The reasons I didn't become Catholic were many. Here are a few:
1) Since the 8th Ecumenical Council, Orthodox doctrine has remained the same. Once the basic tenets of the faith were established, the Patriarchs didn't feel the need to issue a statement on every granular level of faith. In the Catholic Church doctrine and dogma have changed throughout the years. The Mass has changed throughout the years. The last major revision to the Liturgy the Orthodox Church experienced was in the 4th Century. As recently as last year, The College of Cardinals were still tinkering with the Mass.
If God is the same yesterday, today, and tomorrow, why must His Church, which He promised would withstand the Gates of Hades, constantly change her doctrine and form of worship?
2) The Papacy. This topic has been beaten to death, so I'm not going to go over it again.
3) Rome doesn't understand "
economia." The fact that my mother would have had to gotten an annulment to receive communion in the Church after her divorce from my father is ridiculous. Rome likes to write rules, but doesn't understand how they apply to real people. The Orthodox Church sees herself as a "Hospital for Sinners" where each individual prescription for theosis is different for each individual. Why? Because God made each of us different.
4) Original Sin. Really? I'm Ukrainian on my father's side. Ukrainians inherit guilt from their Grandmother's. Not from Adam.

(Grandma: "Why didn't you come over this week?" Me: "I didn't know you wanted me to come over." Grandma: "But I made you dinner!" Me: "But you didn't tell me!" Grandma: "It doesn't matter, you should have come over! I'm 92! I'm cooking and you don't come over! What's wrong with you?!")
5) The Immaculate Heart of Mary. So let me get this straight. For almost 2,000 years, the dogma of the Immaculate Heart and the Immaculate Conception didn't exist, then all of the sudden God reveals this little tid-bit almost 2 millenia after His Resurrection? Also, it just seemed like a way to continue with St. Augustine's strange views on Original Sin. (See Ukrainian Grandmother.)
6) The formal Canonization process for picking Saints. In the Orthodox Church, if a Holy person dies and is locally venerated by the faithful, and miracles occur, that's enough for people to recognize him/her as a saint. In Rome, you need a tribunal, there is an investigation. Only God has the authority to choose who is and is not a saint. Not a pontiff.
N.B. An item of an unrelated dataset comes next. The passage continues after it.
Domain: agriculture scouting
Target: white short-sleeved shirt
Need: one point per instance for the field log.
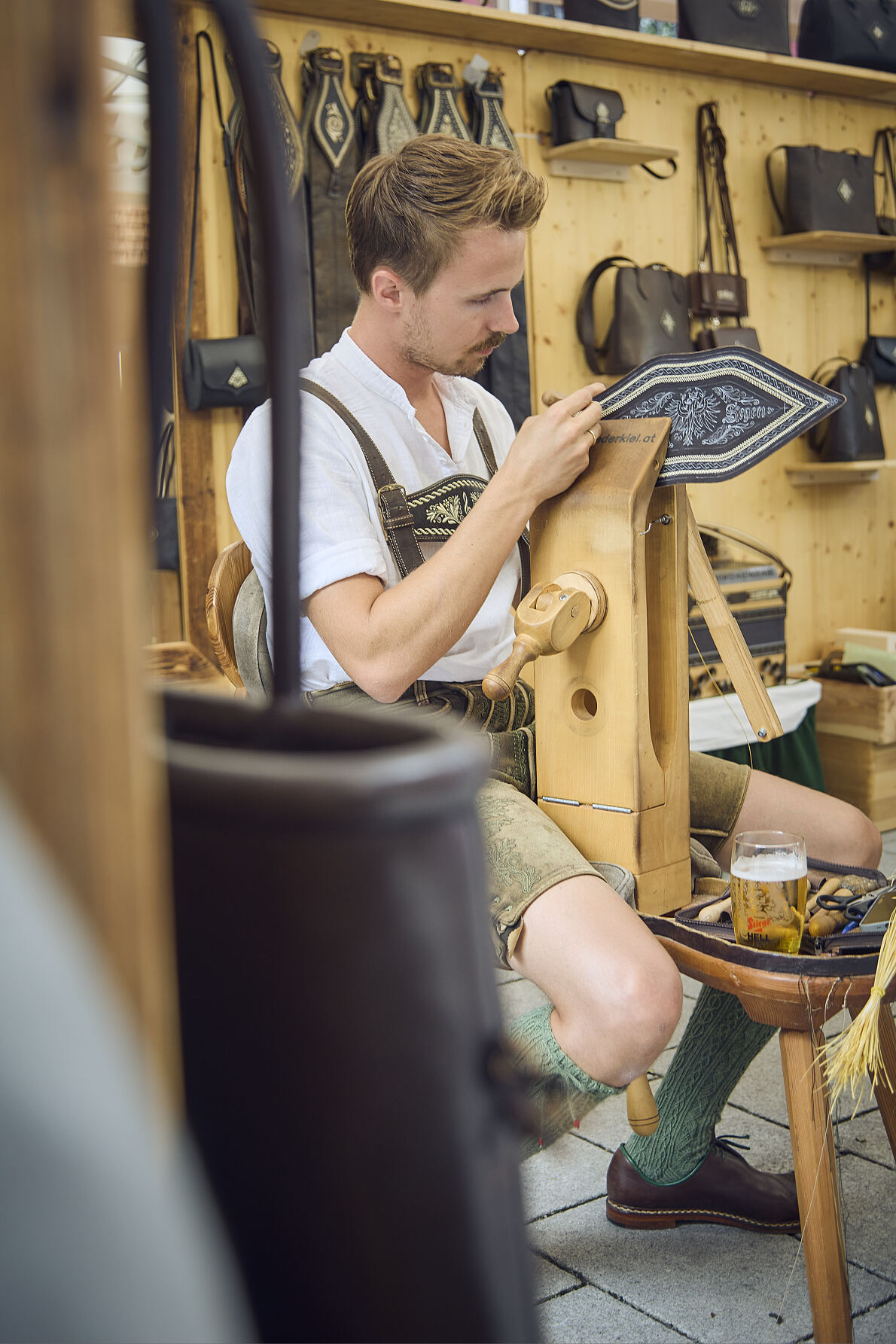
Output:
(340, 529)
7) Orange shag carpet. Also known as the Vatican II Council. Almost two millenia worth of beautiful architecture, music, liturgy, and worship thrown away in the name of being politically correct. Again, if God is the same yesterday, today, and tomorrow, why are you changing?
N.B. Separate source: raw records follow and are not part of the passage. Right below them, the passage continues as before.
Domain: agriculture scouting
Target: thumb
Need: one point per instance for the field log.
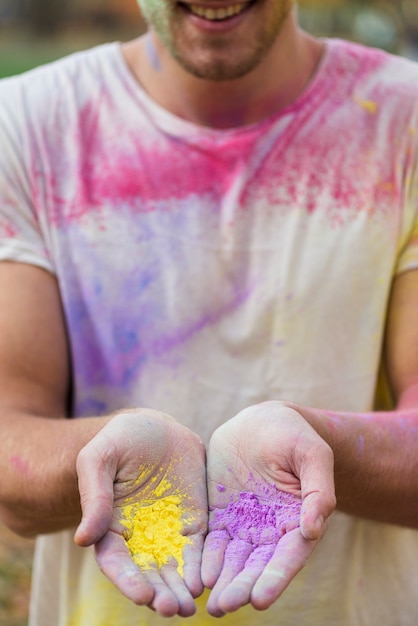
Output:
(95, 482)
(318, 492)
After Vatican II it seemed like the Church had lost her identity. I see videos on Youtube of Masses with dancing and modern rock music, and then there is talk of bringing the SSPX back into the fold. Instead of the faithful conforming to Christ and His Church, His Church is conforming to the people. The Anglicans have tried that, and they are in quite a mess as a result.
So, I returned back the Orthodox Church. As we sing after receiving communion each Sunday, "We have seen the true light. We have received the Heavenly Spirit. We have found the true faith, worshiping the undivided Trinity, who has saved us."